Now, it's about 25 feet below sea level."
     Many types of teeth have been found, Ramsey said, because they
are the hardest bones and most easily preserved. Geologists have
identified nine different types of shark teeth, grinding teeth from a
cow-nose stingray, tiny teeth from coral-grazing fish, at least one
tooth from an ancient crocodile and the horse teeth.
     Although fossil evidence indicates that most animals inhabiting
Delaware during the Miocene era would be recognizable today, some-like
the horse and the whale-were smaller and still others are now extinct.
"Bones were found that are possibly part of a chalicothere, a strange,
horse-like animal with claws on its feet," Ramsey says. "On the other
hand, we've identified oysters of the same species that now lives in
Delaware Bay.
     "This is the earliest known occurrence of these oysters, so
Delaware can be called the birthplace of the edible oyster," he adds.
     Ramsey speculates that the climate of Delaware was warmer 17
million years ago, probably similar to that of northern Florida or
southern Georgia. The Atlantic Coast reached about 50 miles further
inland than it does today, and shrubby trees and palms grew close to
the shifting shoreline. Because grasses had not developed yet, the
small horses, rhinos and the chalicotheres probably browsed on the
trees much as deer do today, he says.
     Fossils of both land and marine species are mingled in one site
because storms and floods carried the remains of land animals
downriver into the ocean, he points out.
     Several staff members of the Smithsonian Institution are working
on the vertebrate remains to better determine the geology of the site,
Ramsey says.

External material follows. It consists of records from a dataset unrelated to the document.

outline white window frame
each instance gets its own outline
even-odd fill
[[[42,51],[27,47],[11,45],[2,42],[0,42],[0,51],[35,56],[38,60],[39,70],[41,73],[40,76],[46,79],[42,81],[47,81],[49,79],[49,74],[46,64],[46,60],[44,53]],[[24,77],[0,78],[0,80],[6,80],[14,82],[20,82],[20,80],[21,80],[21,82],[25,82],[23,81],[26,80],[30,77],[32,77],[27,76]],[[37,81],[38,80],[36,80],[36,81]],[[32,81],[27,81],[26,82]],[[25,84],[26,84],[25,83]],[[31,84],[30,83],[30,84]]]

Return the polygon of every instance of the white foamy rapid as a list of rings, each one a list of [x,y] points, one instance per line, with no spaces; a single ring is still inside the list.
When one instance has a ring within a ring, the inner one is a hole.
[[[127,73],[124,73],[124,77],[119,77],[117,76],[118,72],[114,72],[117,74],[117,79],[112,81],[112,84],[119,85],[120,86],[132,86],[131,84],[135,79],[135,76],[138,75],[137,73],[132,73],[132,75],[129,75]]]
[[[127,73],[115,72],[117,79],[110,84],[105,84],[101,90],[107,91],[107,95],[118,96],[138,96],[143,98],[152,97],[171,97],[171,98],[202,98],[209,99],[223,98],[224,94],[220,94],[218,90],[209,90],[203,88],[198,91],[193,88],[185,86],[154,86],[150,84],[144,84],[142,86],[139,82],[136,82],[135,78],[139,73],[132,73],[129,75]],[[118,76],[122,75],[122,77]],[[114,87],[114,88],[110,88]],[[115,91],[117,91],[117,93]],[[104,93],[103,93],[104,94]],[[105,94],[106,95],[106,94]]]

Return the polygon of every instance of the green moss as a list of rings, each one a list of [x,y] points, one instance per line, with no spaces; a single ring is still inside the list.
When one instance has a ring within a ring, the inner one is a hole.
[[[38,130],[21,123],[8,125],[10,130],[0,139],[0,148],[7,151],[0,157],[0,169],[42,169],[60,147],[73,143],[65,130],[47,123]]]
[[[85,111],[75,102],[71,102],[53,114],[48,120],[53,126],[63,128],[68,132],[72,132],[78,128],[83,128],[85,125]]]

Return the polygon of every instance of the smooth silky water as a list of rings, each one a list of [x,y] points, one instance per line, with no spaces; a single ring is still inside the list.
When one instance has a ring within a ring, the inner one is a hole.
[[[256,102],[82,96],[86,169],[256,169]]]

And Lauck Ward of the Virginia Museum of Natural History
is studying the shells. "In fact, the Smithsonian researchers are
particularly excited about the diversity of mammal remains. This may
well provide the best collection of Miocene mammal fossils on the East
Coast of the United States," he says.
     Microfossils of protozoa, such as radiolaria and foraminifera,
are being examined carefully by Richard Benson of the survey because
these creatures are found world-wide in deep seas and so can be used
to date the site with a small time frame, he adds.
     Important as a significant Miocene fossil find in Delaware, the
site is also of interest to geologists because it is part of the
Cheswold aquifer, a subsurface zone that provides drinking water for
the towns of Cheswold and Dover. "It's rare to actually get our hands
on an aquifer," Ramsey says. "Normally, we just see records from a
well driller or a core sample. This site will help us understand where
the aquifer is located in the subsurface and how water is stored and
moves through the aquifer.
     "We have a short window of opportunity to study these sands and
collect specimens because ultimately the site will be graded over and
water will be allowed to return to normal levels."
     University geologists have gained a little extra time to look for
rare fossils, however. DelDOT has delivered three truckloads of sand
from the site for the scientists to sift through.